Figure A1Histology of misclassified cases by CNN models. A case with scarce koilocytotic cells but basal atypia was false-negative (a). CIN3 showing basal/parabasal-type atypia throughout most of the epithelium but not all was downgraded to CIN2 (b). CIN2 (c) downgraded as CIN1 showed koilocytotic changes in the upper half and maturation in upper most layers but had atypia focally extending to the lower half of the epithelium (black arrow). In CIN1 upgraded as CIN2, the epithelium was disoriented (d). CIN2 with koilocytosis (e) and atrophic CIN2 (f) were upgraded as CIN3.
Figure 4Heatmaps for confusion matrix of the best-performing CNN models and human pathologists in the three-class classification. The overall accuracies increased up to 94.0% by DenseNet-161 (a) and 94.9% by EfficientNet-B7 (b), similar to those of human pathologists 1 and 2, 95.7% (c) and 92.3% (d), respectively.
Per-class performances of the deep learning models in the three-class classification.
| Model/Class | Sensitivity (%) | Specificity (%) | PPV (%) | NPV (%) | F1 Score | AUC (95% CI) |
|---|---|---|---|---|---|---|
| DenseNet-161 | ||||||
| CIN2-3 | 92.0 (86.9–97.1) | 92.4 (85.3–99.6) | 92.5 (87.0–98.0) | 93.4 (90.2–96.7) | 92.1 (88.9–95.3) | 0.981 (0.973–0.989) |
| CIN1 | 80.9 (70.9–90.8) | 96.0 (94.2–97.7) | 87.0 (84.0–89.9) | 94.5 (93.3–95.6) | 83.5 (77.6–89.4) | 0.974 (0.968–0.980) |
| Non-neoplasm | 97.8 (94.2–100.0) | 97.5 (95.6–99.5) | 94.4 (90.0–98.9) | 99.1 (97.6–100.0) | 95.9 (95.5–96.4) | 0.996 (0.992–0.999) |
| EfficientNet-B7 | ||||||
| CIN2-3 | 94.8 (92.8–96.7) | 93.4 (90.1–96.8) | 92.9 (90.3–95.6) | 95.1 (92.3–97.9) | 93.8 (91.7–96.0) | 0.982 (0.971–0.993) |
| CIN1 | 86.1 (82.4–89.7) | 96.4 (95.2–97.5) | 87.6 (81.2–94.0) | 95.6 (94.3–96.9) | 86.8 (82.1–91.4) | 0.979 (0.972–0.985) |
| Non-neoplasm | 94.7 (92.8–96.6) | 98.4 (97.0–99.7) | 96.0 (92.8–99.2) | 97.8 (97.1–98.6) | 95.3 (94.0–96.6) | 0.993 (0.985–1.000) |
PPV, positive predictive value; NPV, negative predictive value; AUC, area under the receiver operating characteristic curve; CI, confidence interval.

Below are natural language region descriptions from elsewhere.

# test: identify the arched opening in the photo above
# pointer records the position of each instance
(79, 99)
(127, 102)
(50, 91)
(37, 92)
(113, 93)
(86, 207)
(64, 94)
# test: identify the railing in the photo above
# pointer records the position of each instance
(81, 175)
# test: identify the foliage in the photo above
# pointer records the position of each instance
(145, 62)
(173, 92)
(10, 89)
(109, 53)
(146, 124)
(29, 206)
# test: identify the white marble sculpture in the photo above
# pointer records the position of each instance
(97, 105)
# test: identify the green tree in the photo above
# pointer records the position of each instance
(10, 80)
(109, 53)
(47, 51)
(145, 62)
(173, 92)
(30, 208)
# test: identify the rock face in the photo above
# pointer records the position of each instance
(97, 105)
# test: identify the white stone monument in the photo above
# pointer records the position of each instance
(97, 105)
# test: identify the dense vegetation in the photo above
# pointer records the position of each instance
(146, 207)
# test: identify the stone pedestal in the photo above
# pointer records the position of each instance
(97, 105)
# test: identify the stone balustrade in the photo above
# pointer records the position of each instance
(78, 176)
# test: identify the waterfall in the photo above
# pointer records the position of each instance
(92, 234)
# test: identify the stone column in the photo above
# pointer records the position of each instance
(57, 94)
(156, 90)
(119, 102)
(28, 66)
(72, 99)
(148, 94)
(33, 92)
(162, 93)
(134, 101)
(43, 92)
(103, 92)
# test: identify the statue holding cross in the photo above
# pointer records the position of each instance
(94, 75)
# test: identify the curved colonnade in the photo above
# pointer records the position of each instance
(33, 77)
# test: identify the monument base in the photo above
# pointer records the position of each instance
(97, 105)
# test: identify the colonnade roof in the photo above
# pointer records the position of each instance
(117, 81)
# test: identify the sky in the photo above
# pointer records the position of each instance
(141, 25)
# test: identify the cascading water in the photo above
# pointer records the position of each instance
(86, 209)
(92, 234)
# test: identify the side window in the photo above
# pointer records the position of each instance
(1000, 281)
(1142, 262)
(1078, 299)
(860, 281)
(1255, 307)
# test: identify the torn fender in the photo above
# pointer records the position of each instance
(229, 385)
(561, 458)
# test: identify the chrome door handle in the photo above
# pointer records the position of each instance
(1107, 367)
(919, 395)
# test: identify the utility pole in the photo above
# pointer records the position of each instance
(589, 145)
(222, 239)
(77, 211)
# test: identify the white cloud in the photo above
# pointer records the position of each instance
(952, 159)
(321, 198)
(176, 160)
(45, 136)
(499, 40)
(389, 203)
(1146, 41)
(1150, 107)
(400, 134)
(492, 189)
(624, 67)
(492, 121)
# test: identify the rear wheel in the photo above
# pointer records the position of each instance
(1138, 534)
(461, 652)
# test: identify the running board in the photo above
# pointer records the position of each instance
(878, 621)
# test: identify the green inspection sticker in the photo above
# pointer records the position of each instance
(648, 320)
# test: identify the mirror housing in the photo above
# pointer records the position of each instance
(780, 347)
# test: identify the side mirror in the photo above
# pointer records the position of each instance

Figure 5Grad-CAM images by EfficientNet-B7. Normal squamous epithelium was highlighted in Grad-CAM images (a–d). Images from cervix interpreted as non-neoplasm by the EfficientNet-B7 include exocervix (a), metaplastic muco-sa from transformation zone (b), cervicitis and erosion (c) and atrophic mucosa (d). In CIN1, layers with koilocytotic cells were mainly highlighted (e). The highlighted areas extended to the upper two-third of the epithelium in CIN2 (f) and full-thickness of the epithelium in CIN3 (g). Normal endocervical glands ((g), black arrows) were not highlighted.